There are several species of five needle pines (and I agree, they are very beautiful). Talking with your local conservation district will help you determine what species will have the best rate of survival where you are and also be suitable for your circumstances. 

Generally speaking, drain fields and trees should be kept separate...very separate.

Sylvia


----------



## Buckshot00 (May 2, 2010)

*pines*

Iowa dept of forestry and natural resources has the white pines $25 for 100 pines. Good luck.


----------



## RVALUE (May 2, 2010)

What about hemlock seedlings, anybody have any, or good info?

Thanks


----------



## Bigsnowdog (Sep 23, 2010)

Toby52050 said:


> Hello there! i am looking to buy some white pine trees and need a little info, and maybe a contact. first off i am located in ne iowa. I have always liked the aesthetics of white pine trees. these are to be planted near a septic system (approx 25-30 feet away from the drainage portion). first off, if i am correct, does a white pine root system consist mostly of a downward "tap Root" with limited size feelers? next are there different species? the area is approx 100' long the line of these will be located in. i like the idea of the long soft needles, and not a bushy look later on when the bottom branches are cleaned up. if there are nursery guys on here, whats a fair price for something about 3' tall, do you offer a disc. and deliver for an order of like 8 or 10? how about spacing between the trees? i was thinking like 8-10 ft apart. is this reasonable? Thanks!

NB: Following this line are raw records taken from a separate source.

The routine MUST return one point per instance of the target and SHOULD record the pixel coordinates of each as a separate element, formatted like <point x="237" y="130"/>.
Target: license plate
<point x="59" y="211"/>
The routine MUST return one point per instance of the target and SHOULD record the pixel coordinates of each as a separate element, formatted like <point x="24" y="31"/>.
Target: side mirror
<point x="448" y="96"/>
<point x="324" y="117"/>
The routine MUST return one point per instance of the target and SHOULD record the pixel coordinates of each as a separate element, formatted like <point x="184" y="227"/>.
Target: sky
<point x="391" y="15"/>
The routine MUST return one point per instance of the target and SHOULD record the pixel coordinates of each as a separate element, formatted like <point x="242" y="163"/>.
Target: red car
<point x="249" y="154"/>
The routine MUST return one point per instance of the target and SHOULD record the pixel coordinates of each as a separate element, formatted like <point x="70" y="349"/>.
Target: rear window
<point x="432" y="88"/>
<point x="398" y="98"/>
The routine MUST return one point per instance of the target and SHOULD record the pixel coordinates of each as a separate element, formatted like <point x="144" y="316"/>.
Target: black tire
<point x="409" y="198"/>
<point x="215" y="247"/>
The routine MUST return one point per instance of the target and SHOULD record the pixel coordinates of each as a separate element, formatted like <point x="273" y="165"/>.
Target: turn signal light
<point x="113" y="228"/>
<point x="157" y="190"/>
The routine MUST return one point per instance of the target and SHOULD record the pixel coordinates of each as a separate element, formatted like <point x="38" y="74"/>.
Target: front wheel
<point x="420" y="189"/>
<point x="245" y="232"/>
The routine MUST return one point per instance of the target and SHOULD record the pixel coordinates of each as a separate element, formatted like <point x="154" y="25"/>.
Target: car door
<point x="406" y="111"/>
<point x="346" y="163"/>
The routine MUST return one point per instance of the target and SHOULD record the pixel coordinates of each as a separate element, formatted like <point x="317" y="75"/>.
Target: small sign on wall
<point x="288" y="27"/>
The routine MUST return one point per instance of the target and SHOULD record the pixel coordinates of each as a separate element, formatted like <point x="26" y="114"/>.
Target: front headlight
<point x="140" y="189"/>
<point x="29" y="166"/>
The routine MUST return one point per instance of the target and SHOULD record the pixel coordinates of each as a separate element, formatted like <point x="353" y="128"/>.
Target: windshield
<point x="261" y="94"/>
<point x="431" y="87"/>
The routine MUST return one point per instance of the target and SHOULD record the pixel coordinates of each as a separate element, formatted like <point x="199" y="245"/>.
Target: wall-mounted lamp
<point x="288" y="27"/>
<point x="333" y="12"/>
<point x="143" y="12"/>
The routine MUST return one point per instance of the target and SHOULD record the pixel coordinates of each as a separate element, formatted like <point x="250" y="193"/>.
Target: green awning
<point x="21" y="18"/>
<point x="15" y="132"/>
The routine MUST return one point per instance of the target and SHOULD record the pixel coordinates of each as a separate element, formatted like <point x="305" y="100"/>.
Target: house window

Cascade Forestry in Cascade, Iowa, is a great source. I have purchased thousands of seedlings from them, and also utilized their planting and spraying service in reforestation projects.


----------



## kyle1! (Sep 23, 2010)

*Another source*

Kelly Tree Farm between Cedar Rapids and Clinton. I wouldn't plant seedlings buy potted ones, mulch and fence if you have deer problems

Brian


----------